O resultado prático foi claro: o protecionismo americano não conseguiu frear o comércio chinês, apenas o rerroteou. Países vizinhos da China aumentaram suas vendas para os EUA, e a produção global continuou fluindo. A tentativa de isolar a economia chinesa esbarrou na realidade das cadeias de suprimentos integradas, que são difíceis de desfazer da noite para o dia.

O Brasil surpreende e exporta mais

Para o Brasil, a ameaça das tarifas parecia séria no início. No entanto, a diplomacia brasileira trabalhou de forma paciente nos bastidores. Um encontro entre os presidentes Lula e Trump na ONU, em setembro, abriu as portas para um diálogo mais construtivo. A partir dali, os ministros das Relações Exteriores de ambos os países assumiram as negociações.

O argumento central do Brasil foi simples e baseado em números: a balança comercial entre os dois países já é favorável aos Estados Unidos. Ou seja, os americanos vendem mais para nós do que compram. Não fazia sentido tratar produtos brasileiros como uma ameaça. Esse raciocínio, aliado à pressão de setores econômicos dentro dos EUA, começou a mudar o jogo.

Contra todas as expectativas iniciais, o Brasil caminha para fechar 2025 com o melhor desempenho em exportações da última década. Até a terceira semana de dezembro, as vendas externas somavam mais de 339 bilhões de dólares, um crescimento de 4% em relação ao ano anterior. O superávit comercial acumulado é robusto, projetado para ultrapassar 62 bilhões de dólares.

A diversificação como escudo protetor

Um estudo detalhado mostrou que, de fato, 19 setores reduziram suas vendas para os Estados Unidos por causa das tarifas. No entanto, essa perda foi amplamente compensada por uma estratégia de diversificação. O Brasil correu atrás e aumentou suas exportações para mercados que antes tinham participação pequena, como Filipinas, Indonésia e Egito.

Não foram apenas commodities tradicionais que ganharam novos destinos. Produtos semi-industrializados e itens de maior valor agregado também encontraram espaço.

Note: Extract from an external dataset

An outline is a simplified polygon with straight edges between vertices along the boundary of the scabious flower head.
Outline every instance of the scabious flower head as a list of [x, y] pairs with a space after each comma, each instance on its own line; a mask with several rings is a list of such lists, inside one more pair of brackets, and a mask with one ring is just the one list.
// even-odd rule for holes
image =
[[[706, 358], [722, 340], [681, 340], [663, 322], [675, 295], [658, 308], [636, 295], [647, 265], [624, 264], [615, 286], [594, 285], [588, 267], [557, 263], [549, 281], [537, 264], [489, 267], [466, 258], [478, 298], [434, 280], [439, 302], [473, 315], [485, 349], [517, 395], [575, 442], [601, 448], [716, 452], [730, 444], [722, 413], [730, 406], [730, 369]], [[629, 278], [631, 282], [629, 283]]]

Aviões, motores, geradores elétricos e peças para aviação são exemplos de setores que continuaram crescendo, mesmo enfrentando as tarifas americanas mais altas.

A capacidade de adaptação da economia brasileira ficou evidente. Em vez de ficar presa a um único mercado, ela se movimentou. Isso gerou uma resiliência surpreendente. Onze dos trinta setores que exportam para os EUA, inclusive, conseguiram ampliar seus negócios lá, demonstrando que a competitividade de alguns produtos superou a barreira tarifária.

O recuo americano e o futuro

Em novembro, veio uma notícia importante para fechar o ano. Os Estados Unidos suspenderam a tarifa adicional de 40% sobre mais de 200 produtos brasileiros, especialmente do agronegócio. Itens como café, carne bovina, cacau e açaí voltaram a ter acesso facilitado ao mercado americano. A decisão foi atribuída a fatores internos dos EUA, como a pressão inflacionária.

Esse movimento tende a melhorar ainda mais os números brasileiros no último trimestre. Para analistas, o episódio de 2025 reforça uma lição valiosa. A economia global demonstrou uma resiliência impressionante diante do ruído político. Países e empresas buscaram alternativas, rerrotearam comércios e se adaptaram.

A experiência do ano mostrou que, mesmo em um cenário de tentativas de retração comercial, quem se diversifica e mantém a qualidade dos produtos encontra seu caminho. O Brasil saiu da prova não apenas intacto, mas mais forte, com uma carteira de clientes mais variada e uma lição estratégica aprendida na prática.